Songsong returned in June 2018 for three weeks with the goal of making six more prints. I was dubious but we immediately began mixing color: complex muted colors with no less than seven pigments in each pulp color. The oil-based ink colors were equally complex and also varied in transparency. Songsong often mixed the colors himself; we were amazed by his uncanny ability to foresee the combination of all 25 colors. For each print, we spent two days preparing. On the third, very long day, we pulled one-inch thick sheets of paper to their nine specific sizes and colors. We also made matching strips of paper to become the ‘walls’ for each section with its own depth. Simultaneously, we tweezed into the mold three accent colors of pigmented pulp while beginning the time-consuming painting of twelve to fourteen colors of oil-based printing ink onto the lines and forms of the image. I recruited extra help from other printers (Sarah Carpenter, Emily Chaplain, and Katsumi Suzuki) and interns (Clare Altman, Shemuel Phillip-Peters, and Isabel Rower). All of us consulted the complex drawing (with notes in Chinese) to paint and position everything correctly.

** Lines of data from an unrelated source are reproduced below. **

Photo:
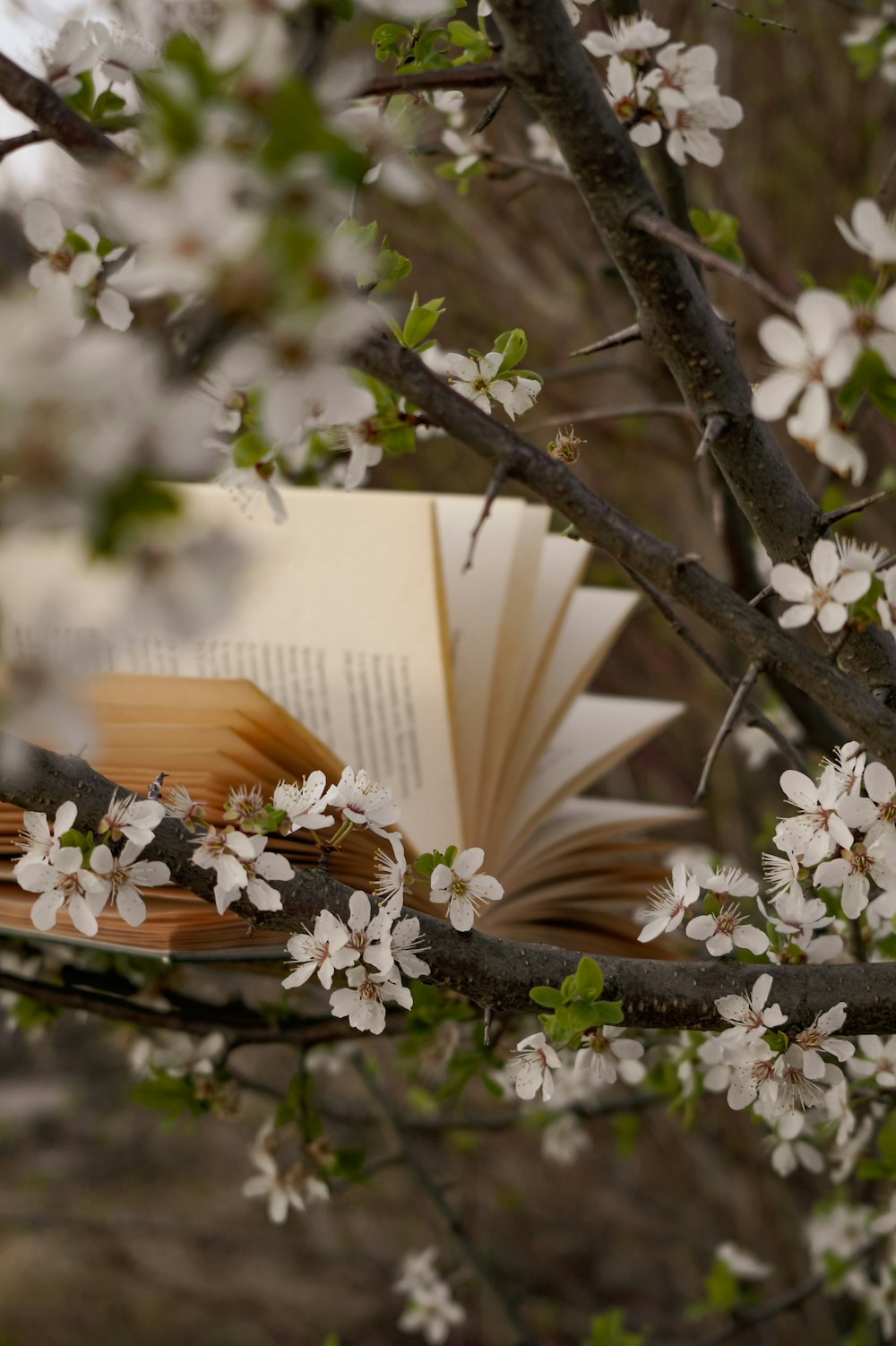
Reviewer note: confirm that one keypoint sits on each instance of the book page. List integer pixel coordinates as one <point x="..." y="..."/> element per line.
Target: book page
<point x="475" y="602"/>
<point x="584" y="825"/>
<point x="590" y="624"/>
<point x="338" y="619"/>
<point x="596" y="732"/>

Usually four people painted the lines before the colored sheets were very carefully couched into the mold. And we learned, oil and water can indeed mix! If the newly formed sheets of paper were not carefully couched on top of the inked-up sections, we could end up slurring the line. Once all nine sheets were in the mold, covering the printing ink, we added in the insert, and gave it a first light pressing using foam. Then we removed the insert and added the paper walls into the mold, which connected the nine sheets together into the final configuration. We put the insert back in and did another light pressing with foam. Afterwards, we did a final pressing with felt, which removed more residual water and gave us extraordinary detail of the original clay. We dried the print in the mold with fans placed directly above it for two days, while we prepared new combinations of colored pulp and ink for the next print.
After three weeks, we reached our goal of six handmade paper monoprints showcasing Songsong’s subtle yet specific color palette, his customary large scale, and his bas-relief structural painting style. Songsong signed the prints, and while we celebrated, we all felt an immense sense of accomplishment.